In particolare l’art. 7 del decreto (Integrazione della disciplina amministrativa degli esercizi pubblici di telefonia e Internet), come modificato dalla legge di conversione prevede che
“… chiunque intende aprire un pubblico esercizio o un circolo privato di qualsiasi specie, nel quale sono posti a disposizione del pubblico, dei clienti e dei soci apparecchi terminali utilizzabili per le comunicazioni anche telematiche deve chiederne la licenza al questore … sono stabilite le misure che il titolare o il gestore di un esercizio in cui si svolgono le attività di cui al comma 1 è tenuto ad osservare per il monitoraggio delle operazioni dell’utente e per l’archiviazione dei relativi dati … nonché le misure di preventiva acquisizione di dati anagrafici riportati su un documento di identità dei soggetti che utilizzano postazioni pubbliche non vigilate per comunicazioni telematiche ovvero punti di accesso ad Internet utilizzando tecnologia senza fili”.
Le norme sopra citate sono state oggetto di numerose proroghe fino a quella di cui alla legge 25/2010 di conversione del D.L. 30 dicembre 2009, n.194.
Una tale rigidità nella regolamentazione dell’accesso ad Internet è, di fatto, una caratteristica che trova riscontro solo in Italia.
Va, infatti, segnalato che la Legge Pisanu 155/2005 non è seguita a una direttiva europea, ma è stata piuttosto ispirata dal diffuso sentimento di chiusura e paura generato dalle azioni terroristiche.
Nello specifico di quanto previsto dal citato articolo 7, di fatto, oggi l’Italia è l’unico paese in Europa ad avere un regolamento così severo e restrittivo sull’utilizzo delle reti Wifi aperte.
Negli Stati Uniti il discusso “Patriot Act” (introdotto dopo gli attentati dell’11 settembre 2001 col preciso scopo di ridurre il rischio di attacchi terroristici) rinforza il potere dei corpi di polizia e di spionaggio statunitensi, quali CIA, FBI, NSA, permettendo intercettazioni anche senza mandato e riducendo di fatto la privacy dei cittadini, cosa che nel nostro paese sembra invece non essere considerata come possibile soluzione.
La normativa italiana rappresenta, però, un notevole ostacolo alle nuove modalità di fruizione e accesso alla rete da parte dei cittadini e anche per l’erogazione di nuovi servizi da parte delle pubbliche amministrazioni ed enti pubblici.
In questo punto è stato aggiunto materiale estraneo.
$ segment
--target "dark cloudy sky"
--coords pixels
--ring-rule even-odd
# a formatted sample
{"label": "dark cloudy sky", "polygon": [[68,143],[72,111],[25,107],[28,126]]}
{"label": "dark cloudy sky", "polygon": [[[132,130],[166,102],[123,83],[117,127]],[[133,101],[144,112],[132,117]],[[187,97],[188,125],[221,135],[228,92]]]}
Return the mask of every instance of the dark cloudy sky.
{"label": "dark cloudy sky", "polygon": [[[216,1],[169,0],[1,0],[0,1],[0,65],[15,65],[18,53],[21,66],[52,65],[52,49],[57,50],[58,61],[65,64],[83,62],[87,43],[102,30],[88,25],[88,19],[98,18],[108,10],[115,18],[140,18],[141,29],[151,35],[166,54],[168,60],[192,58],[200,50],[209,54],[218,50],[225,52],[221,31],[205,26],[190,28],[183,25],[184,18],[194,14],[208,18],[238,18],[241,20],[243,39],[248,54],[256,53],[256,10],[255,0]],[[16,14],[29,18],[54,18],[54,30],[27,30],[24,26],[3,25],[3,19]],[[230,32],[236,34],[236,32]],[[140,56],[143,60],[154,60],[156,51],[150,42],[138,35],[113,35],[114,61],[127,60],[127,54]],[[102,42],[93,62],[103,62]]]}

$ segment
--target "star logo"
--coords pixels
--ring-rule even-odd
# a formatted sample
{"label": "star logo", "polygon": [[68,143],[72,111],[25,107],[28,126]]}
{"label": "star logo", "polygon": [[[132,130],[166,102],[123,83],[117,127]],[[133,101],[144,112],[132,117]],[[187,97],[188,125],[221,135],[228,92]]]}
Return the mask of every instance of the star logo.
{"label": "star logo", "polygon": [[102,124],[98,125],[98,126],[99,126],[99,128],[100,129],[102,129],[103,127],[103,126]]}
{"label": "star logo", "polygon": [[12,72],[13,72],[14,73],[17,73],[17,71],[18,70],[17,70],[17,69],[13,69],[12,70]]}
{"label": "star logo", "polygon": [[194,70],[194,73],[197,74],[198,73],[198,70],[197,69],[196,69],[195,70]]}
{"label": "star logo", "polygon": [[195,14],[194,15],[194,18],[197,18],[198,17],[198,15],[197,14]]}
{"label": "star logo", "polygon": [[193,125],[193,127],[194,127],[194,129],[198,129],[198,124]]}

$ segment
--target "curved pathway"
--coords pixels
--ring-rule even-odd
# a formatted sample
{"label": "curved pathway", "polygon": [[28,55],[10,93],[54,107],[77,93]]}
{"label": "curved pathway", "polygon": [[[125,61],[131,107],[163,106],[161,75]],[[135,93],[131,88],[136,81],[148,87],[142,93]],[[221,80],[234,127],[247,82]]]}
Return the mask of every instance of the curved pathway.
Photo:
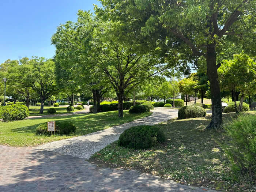
{"label": "curved pathway", "polygon": [[[37,148],[0,146],[0,191],[216,191],[184,185],[135,170],[99,168],[79,158],[80,154],[74,151],[78,150],[82,157],[88,158],[91,150],[83,147],[98,150],[131,126],[154,124],[177,116],[177,110],[173,109],[157,108],[154,111],[143,119]],[[93,145],[89,144],[91,142]],[[39,149],[42,148],[47,150]]]}
{"label": "curved pathway", "polygon": [[[118,140],[125,130],[141,125],[154,125],[177,117],[177,110],[156,108],[150,116],[94,133],[39,146],[38,149],[89,159],[96,152]],[[85,122],[86,123],[86,122]]]}

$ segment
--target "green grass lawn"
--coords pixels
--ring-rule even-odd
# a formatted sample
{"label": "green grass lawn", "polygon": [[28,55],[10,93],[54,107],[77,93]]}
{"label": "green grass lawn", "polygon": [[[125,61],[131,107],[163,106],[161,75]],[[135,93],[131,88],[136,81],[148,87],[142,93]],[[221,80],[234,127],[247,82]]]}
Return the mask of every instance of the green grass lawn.
{"label": "green grass lawn", "polygon": [[[256,112],[242,113],[248,113],[256,115]],[[223,114],[223,121],[228,123],[237,117],[234,113]],[[165,143],[149,150],[134,150],[119,147],[116,142],[89,161],[99,166],[135,169],[187,185],[242,189],[241,184],[233,188],[229,162],[221,147],[229,138],[223,132],[203,131],[210,121],[207,116],[161,123],[157,126],[165,133]]]}
{"label": "green grass lawn", "polygon": [[[148,112],[129,114],[124,110],[124,118],[118,118],[118,112],[112,111],[97,114],[77,114],[65,117],[41,118],[7,123],[0,123],[0,144],[21,147],[33,146],[89,133],[147,117]],[[67,120],[76,127],[76,132],[68,135],[36,135],[35,128],[40,124],[50,121]]]}
{"label": "green grass lawn", "polygon": [[81,111],[81,110],[78,110],[76,109],[75,108],[74,111],[68,112],[67,111],[67,107],[63,107],[60,106],[59,107],[53,107],[53,106],[44,106],[44,113],[42,114],[39,114],[39,112],[40,111],[40,106],[29,106],[29,115],[30,116],[37,116],[45,115],[49,115],[47,113],[47,110],[50,108],[54,108],[56,110],[56,113],[54,114],[61,114],[63,113],[72,113],[76,111]]}

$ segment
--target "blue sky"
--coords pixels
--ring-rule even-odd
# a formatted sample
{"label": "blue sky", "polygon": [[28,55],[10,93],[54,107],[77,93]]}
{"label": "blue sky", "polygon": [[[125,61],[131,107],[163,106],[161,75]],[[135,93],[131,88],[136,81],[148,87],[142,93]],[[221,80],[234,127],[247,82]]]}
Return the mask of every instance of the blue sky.
{"label": "blue sky", "polygon": [[50,38],[61,23],[75,21],[79,9],[93,11],[97,0],[9,0],[0,6],[0,64],[33,56],[50,58]]}

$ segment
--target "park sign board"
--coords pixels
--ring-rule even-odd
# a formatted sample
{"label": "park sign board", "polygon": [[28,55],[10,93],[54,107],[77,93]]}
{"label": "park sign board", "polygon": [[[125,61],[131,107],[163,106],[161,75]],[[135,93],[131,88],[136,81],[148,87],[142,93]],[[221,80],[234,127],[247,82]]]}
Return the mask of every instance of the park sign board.
{"label": "park sign board", "polygon": [[55,131],[55,121],[48,121],[47,122],[47,131]]}

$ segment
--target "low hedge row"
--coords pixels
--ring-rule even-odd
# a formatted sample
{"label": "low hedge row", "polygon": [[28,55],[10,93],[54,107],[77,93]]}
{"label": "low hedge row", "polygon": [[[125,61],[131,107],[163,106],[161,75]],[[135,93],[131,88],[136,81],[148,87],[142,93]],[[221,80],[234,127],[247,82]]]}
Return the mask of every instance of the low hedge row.
{"label": "low hedge row", "polygon": [[196,105],[184,106],[179,109],[178,117],[179,119],[194,118],[205,117],[206,112],[203,108]]}
{"label": "low hedge row", "polygon": [[[172,105],[173,104],[173,99],[167,99],[165,103],[170,103]],[[180,99],[174,99],[174,104],[175,107],[182,107],[184,106],[184,101]]]}
{"label": "low hedge row", "polygon": [[[103,102],[106,103],[105,102]],[[144,103],[150,104],[150,102],[147,101],[138,100],[135,101],[136,105],[141,105]],[[124,110],[129,109],[131,107],[133,106],[133,102],[125,101],[123,103],[123,108]],[[103,104],[100,105],[100,112],[106,112],[107,111],[116,111],[118,110],[118,103],[116,102],[112,102],[108,104]],[[91,106],[90,108],[90,113],[93,113],[93,106]]]}
{"label": "low hedge row", "polygon": [[29,108],[22,105],[11,105],[0,108],[0,118],[4,122],[22,120],[29,115]]}
{"label": "low hedge row", "polygon": [[165,139],[164,133],[157,126],[139,125],[125,130],[119,137],[118,145],[135,149],[147,149]]}

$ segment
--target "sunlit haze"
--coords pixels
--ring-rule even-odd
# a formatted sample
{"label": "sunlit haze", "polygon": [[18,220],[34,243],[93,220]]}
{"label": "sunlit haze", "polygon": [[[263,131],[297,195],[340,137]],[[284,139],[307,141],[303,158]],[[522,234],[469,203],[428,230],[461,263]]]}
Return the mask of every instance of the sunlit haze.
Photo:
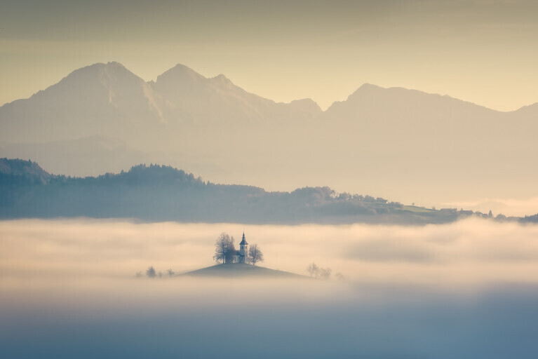
{"label": "sunlit haze", "polygon": [[364,83],[501,111],[538,102],[532,1],[5,2],[0,104],[94,62],[144,80],[177,63],[326,109]]}

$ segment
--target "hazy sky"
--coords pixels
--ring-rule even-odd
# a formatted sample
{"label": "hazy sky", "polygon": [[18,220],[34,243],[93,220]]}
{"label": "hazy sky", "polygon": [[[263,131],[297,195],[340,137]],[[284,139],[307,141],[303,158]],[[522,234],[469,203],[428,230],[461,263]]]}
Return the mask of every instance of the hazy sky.
{"label": "hazy sky", "polygon": [[538,2],[0,1],[0,104],[118,61],[177,63],[325,109],[368,82],[508,111],[538,101]]}

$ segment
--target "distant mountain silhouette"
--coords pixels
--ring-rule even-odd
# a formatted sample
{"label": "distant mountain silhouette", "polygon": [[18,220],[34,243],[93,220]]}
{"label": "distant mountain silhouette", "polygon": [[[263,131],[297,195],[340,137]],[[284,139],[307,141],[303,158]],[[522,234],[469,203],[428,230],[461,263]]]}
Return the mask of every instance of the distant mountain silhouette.
{"label": "distant mountain silhouette", "polygon": [[[269,192],[215,184],[170,166],[140,165],[97,177],[51,175],[36,163],[0,159],[0,217],[90,217],[252,224],[445,223],[485,215],[406,206],[329,187]],[[503,217],[502,220],[506,219]]]}
{"label": "distant mountain silhouette", "polygon": [[53,173],[166,163],[224,183],[321,183],[406,203],[538,196],[536,133],[538,104],[499,112],[365,84],[322,111],[181,65],[145,82],[117,62],[95,64],[0,107],[0,156]]}

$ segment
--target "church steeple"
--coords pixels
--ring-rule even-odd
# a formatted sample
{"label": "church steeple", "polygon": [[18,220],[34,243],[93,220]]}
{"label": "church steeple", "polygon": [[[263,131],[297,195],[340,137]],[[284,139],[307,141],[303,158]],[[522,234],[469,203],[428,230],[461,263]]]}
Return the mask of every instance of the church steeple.
{"label": "church steeple", "polygon": [[241,243],[239,243],[239,245],[242,245],[242,244],[248,244],[247,243],[246,239],[245,239],[245,232],[243,232],[243,239],[241,240]]}
{"label": "church steeple", "polygon": [[239,262],[241,263],[246,263],[248,262],[248,243],[247,243],[247,240],[245,239],[245,232],[243,232],[243,238],[241,239],[241,243],[239,243],[239,254],[241,255],[241,257],[239,259]]}

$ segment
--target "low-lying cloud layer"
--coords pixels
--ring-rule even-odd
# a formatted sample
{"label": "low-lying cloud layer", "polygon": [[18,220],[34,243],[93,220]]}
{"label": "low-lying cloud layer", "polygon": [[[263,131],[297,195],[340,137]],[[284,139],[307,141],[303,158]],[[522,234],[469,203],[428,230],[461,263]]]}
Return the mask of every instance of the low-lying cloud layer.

Servizi informativi georeferenziati trovano applicazione e utilità in molteplici campi, con forti ricadute non solo sulla vita dei cittadini ma anche sull’intero sistema economico di un territorio. A causa dell’art 7 del decreto Pisanu, ad esempio, In Italia nessuna biblioteca, azienda privata o pubblica può dare libero accesso alla propria rete wifi se prima non ha fotocopiato o scansionato il documento di identità dell’utilizzatore, si è attrezzata per controllare gli accessi alle singole postazioni e i software utilizzati dagli utenti; con la conseguenza di negare di fatto la possibilità di utilizzo libero della rete wifi.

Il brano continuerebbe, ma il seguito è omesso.